Ø Elections du C.A. au cours du mois de janvier 2010 (vers la fin janvier)
Ø Passage de témoin au nouveau C.A. et fin de l’administration judiciaire au 31 janvier 2010.
Il ne faut pas confondre vitesse et précipitation mais d’ici 2 mois, on arriverait à la fin de l’administration judiciaire.
Une question se pose pour les 3 administrateurs encore élus : Sont-ils d’accord pour démissionner ? Maître HUERTAS ne leur a pas posé la question mais pour sauver le Consistoire de Nice, il faut repartir avec une nouvelle équipe et stopper les conflits du passé. Maintenant, à chacun de prendre ses responsabilités.
Une autre question est posée sur l’ACNI que personne ne connaît. Maître HUERTAS dit
qu’il s’agit de la partie Culturelle : Association Culturelle Niçoise Israélite.
Il a eu très peu de renseignements et M. Guy SELLAM (Président de l’ACNI) a été dans l’incapacité de me donner les renseignements demandés. Maître HUERTAS a raconté une anecdote révélatrice de la
situation, ce qui a faire rire la salle.
Lors d'un entretien il y a quelques semaines, Maître HUERTAS a demandé à Guy SELLAM s’il était le responsable de l’ACNI ou de la SCI Le Cinq, Guy
SELLAM lui a répondu : « Peut-être mais il faut que je vérifie. »

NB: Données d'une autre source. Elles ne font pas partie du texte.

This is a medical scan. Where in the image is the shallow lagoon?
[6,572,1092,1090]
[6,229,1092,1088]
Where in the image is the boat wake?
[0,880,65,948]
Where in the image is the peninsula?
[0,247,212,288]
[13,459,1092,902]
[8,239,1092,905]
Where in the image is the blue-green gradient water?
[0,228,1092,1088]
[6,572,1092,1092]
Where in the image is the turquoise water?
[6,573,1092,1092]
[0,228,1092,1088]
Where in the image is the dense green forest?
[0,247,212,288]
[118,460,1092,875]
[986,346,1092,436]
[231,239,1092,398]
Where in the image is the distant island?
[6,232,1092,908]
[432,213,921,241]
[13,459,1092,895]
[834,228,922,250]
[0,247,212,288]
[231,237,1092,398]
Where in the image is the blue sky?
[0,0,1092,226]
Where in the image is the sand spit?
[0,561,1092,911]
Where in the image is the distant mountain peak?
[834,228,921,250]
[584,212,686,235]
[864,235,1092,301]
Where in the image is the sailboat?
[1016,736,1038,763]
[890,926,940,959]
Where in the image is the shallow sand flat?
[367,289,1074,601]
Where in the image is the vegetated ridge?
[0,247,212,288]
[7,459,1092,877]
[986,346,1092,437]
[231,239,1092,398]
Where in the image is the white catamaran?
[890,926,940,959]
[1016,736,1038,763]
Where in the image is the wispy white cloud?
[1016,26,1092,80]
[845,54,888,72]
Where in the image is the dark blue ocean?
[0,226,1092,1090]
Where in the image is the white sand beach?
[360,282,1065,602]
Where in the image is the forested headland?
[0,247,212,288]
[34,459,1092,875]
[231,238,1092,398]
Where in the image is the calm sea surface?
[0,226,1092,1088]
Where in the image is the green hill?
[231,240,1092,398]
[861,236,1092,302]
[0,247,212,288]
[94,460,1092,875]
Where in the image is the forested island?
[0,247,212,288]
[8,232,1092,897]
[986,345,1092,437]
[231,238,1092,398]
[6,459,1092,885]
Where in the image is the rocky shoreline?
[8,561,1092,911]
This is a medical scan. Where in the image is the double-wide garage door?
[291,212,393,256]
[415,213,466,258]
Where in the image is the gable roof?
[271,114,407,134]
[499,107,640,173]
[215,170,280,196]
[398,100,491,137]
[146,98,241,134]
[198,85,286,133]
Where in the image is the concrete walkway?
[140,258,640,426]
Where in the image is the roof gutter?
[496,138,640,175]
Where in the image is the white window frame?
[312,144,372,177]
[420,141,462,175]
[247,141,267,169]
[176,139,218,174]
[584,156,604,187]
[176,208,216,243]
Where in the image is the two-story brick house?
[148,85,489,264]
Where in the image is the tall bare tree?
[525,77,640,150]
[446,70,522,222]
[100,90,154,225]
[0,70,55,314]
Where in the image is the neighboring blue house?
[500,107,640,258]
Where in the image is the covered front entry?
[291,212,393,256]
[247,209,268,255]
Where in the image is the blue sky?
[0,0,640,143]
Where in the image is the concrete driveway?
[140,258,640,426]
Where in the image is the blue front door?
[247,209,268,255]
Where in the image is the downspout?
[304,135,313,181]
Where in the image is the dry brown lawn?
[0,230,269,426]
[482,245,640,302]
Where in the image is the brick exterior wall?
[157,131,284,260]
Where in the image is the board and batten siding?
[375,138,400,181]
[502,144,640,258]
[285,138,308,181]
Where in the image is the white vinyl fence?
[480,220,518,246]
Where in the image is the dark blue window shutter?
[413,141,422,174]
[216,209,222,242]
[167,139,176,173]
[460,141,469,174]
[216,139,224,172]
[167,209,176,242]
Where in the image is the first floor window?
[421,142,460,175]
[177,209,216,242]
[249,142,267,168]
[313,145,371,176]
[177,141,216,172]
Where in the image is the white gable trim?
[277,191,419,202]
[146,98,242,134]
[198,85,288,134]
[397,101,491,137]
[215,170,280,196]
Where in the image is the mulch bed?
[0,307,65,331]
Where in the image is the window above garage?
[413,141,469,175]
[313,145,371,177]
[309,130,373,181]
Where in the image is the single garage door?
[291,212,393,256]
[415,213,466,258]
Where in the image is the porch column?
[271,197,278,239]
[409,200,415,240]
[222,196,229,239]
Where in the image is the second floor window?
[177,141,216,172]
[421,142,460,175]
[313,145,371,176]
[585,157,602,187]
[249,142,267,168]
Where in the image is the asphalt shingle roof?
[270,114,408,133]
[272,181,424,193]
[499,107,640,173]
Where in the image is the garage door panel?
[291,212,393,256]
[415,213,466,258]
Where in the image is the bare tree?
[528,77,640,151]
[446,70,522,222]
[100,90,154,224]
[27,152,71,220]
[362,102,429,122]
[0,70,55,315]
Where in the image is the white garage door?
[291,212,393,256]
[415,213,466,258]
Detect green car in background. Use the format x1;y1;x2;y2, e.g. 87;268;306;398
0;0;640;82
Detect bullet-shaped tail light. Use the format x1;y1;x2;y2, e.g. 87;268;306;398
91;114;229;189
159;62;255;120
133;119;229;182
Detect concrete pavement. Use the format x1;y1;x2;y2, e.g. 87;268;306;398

Maître HUERTAS pousuit : "Pourtant, ce ne sont pas des fonctions honorifiques mais de réelles responsabilités. Maintenant, M. Guy SELLAM est parti à l’étranger jusqu’à fin janvier 2010".
M. Alain NAKACHE (ancien trésorier sous la présidence SELLAM) dit que c’est un tableau à charge, qu’il a passé énormément de temps et demande pourquoi Maître HUERTAS n’a pas voulu le rencontrer ?
Maître HUERTAS réplique que c’est M. NAKACHE qui a refusé de le rencontrer et que « se dépenser sans compter n’implique pas que vous êtes un bon gestionnaire ! »
Maître HUERTAS affirme que des mesures doivent être prises pour éviter la cessation de paiement.
Ø Transparence et Information.
Ø Mobilisation sinon ce sera très difficile.
Ø Investissement important avec bonne volonté.
Ø Compétence avec une nouvelle équipe et un programme de restructuration.
Maître HUERTAS rajoute : « Heureusement que j’ai 22 ans d’expérience quand j’entends que certains disent en réunion que je prends 30% sur chaque don ! Mes honoraires seront fixés par le président du TGI à la fin de ma mission. Actuellement, 3.000 euros sont déposés à la Caisse de dépôts et Consignations. »
Actuellement, un contrôle s’opère sur tout l’argent qui rentre et qui sort. Il n’y a plus d’heures supplémentaires ni de paiement en espèces.
M. le Grand Rabbin de Nice, David SHOUSHANA,
affirme qu'il faut une nouvelle équipe et de nouveaux militants. Il faut savoir apprécier à sa juste valeur l’administration judiciaire. Il
est là pour nous aider, aller de l’avant et construire.